KMW setzt auf innovative Speichertechnologie der INTILION GmbH und investiert in einen Batteriespeicher auf der Ingelheimer Aue mit einer Kapazität von 60 MWh und einer Leistung von 22 MW. Das entspricht dem täglichen Strombedarf von circa 2.700 Haushalten. Die INTILION GmbH aus Paderborn ist ein führender Anbieter von modularen Batteriespeichersystemen und gehört zur inhabergeführten HOPPECKE-Gruppe.
Die technologische Entwicklung mit sinkenden Investitionskosten für Batteriespeicher ermöglicht es heute, solche Projekte nachhaltig und zukunftsorientiert umzusetzen.
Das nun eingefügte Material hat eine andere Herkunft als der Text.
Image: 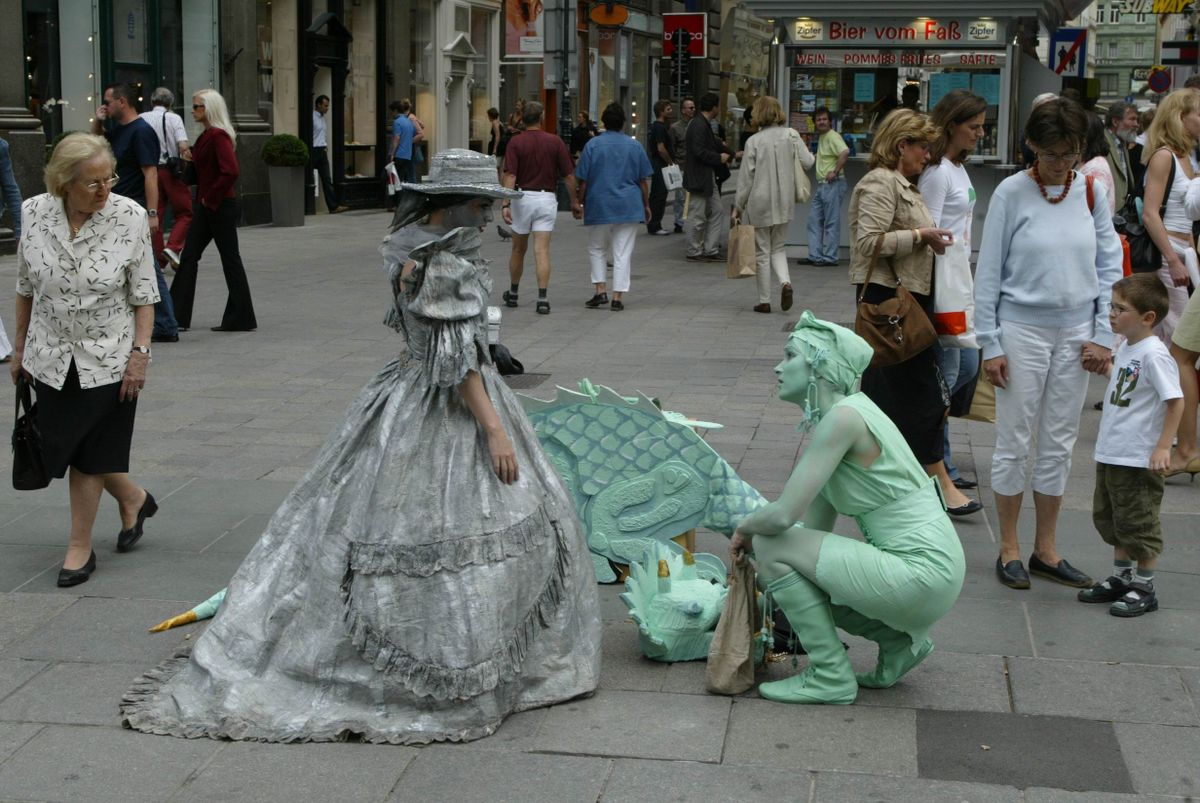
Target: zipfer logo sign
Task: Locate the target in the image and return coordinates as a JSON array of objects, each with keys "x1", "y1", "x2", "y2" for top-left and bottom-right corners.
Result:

Der Batteriespeicher soll Anfang 2027 in Betrieb genommen werden.
Der Beschaffungsprozess der insgesamt 12 Batteriecontainer erfolgte gemeinsam mit der ESWE BioEnergie GmbH, einem Tochterunternehmen der ESWE Versorgungs AG, die ebenfalls in Batteriespeichertechnologie investiert.
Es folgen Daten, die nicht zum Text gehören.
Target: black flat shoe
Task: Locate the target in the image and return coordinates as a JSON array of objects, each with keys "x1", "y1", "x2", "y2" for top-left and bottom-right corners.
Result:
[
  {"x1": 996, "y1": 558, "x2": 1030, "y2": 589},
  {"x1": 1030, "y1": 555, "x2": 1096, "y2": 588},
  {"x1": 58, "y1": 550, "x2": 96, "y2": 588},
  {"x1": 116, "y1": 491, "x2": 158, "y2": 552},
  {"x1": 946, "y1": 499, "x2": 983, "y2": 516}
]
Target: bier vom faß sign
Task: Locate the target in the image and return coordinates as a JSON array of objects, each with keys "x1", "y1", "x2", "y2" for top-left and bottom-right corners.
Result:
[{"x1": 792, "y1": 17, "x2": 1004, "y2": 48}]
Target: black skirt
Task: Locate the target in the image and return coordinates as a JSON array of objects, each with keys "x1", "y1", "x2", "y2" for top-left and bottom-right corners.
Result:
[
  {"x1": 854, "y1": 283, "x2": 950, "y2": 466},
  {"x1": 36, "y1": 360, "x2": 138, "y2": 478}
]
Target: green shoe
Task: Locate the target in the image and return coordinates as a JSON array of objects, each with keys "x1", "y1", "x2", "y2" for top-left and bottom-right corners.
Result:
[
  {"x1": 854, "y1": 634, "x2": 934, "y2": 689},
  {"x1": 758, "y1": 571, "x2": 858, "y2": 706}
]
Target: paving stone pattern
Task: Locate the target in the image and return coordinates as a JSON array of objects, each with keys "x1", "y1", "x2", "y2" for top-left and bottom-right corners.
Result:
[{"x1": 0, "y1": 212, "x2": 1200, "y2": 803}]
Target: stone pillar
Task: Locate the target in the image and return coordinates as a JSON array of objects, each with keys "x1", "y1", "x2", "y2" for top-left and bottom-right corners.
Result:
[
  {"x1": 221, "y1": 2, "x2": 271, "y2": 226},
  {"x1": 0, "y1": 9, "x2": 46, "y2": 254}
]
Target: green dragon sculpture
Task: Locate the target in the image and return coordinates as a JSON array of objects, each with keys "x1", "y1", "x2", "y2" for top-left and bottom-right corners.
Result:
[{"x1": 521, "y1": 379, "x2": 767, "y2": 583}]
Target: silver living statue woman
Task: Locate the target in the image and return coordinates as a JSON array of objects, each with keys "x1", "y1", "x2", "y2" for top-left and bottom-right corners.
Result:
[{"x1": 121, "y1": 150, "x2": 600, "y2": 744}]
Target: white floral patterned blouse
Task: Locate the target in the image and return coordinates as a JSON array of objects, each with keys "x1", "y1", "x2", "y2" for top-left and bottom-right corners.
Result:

„Mit dieser Investition in Batteriespeichertechnologie gehen wir einen wichtigen Schritt in Richtung einer flexiblen und nachhaltigen Energiezukunft“, betont Oliver Malerius, Vorstand der KMW. „Große Batteriespeicher wie diese ermöglichen es uns, erneuerbare Energien optimal in das Stromsystem zu integrieren. Wir können überschüssige Wind- und Sonnenenergie speichern und genau dann ins Netz einspeisen, wenn sie gebraucht wird. Damit leisten wir einen konkreten Beitrag zur Systemstabilität in Deutschland. Besonders freut mich, dass wir in der Bewertung und Beschaffung der Technologie unternehmensübergreifend, effizient zusammengearbeitet haben.“

Stephan Krome, Dr. Oliver Malerius von KMW und Hubertus Jakobi, Carl Zoellner von INTILION
„Batteriespeicher sind für uns ein strategischer Baustein, um erneuerbare Energien systemdienlich einzusetzen und gleichzeitig neue Dienstleistungen für das Energiesystem anzubieten. Mit der eigenständigen Vermarktung an den Großhandelsmärkten und im Bereich Regelleistung schaffen wir Flexibilität, die das gesamte Stromnetz stabilisiert. Es freut mich besonders, dass unsere Gesellschafter Mainzer Stadtwerke AG und ESWE Versorgungs AG uns aktiv bei diesem Projekt unterstützen.“, erklärt Stephan Krome, Vorstand der KMW.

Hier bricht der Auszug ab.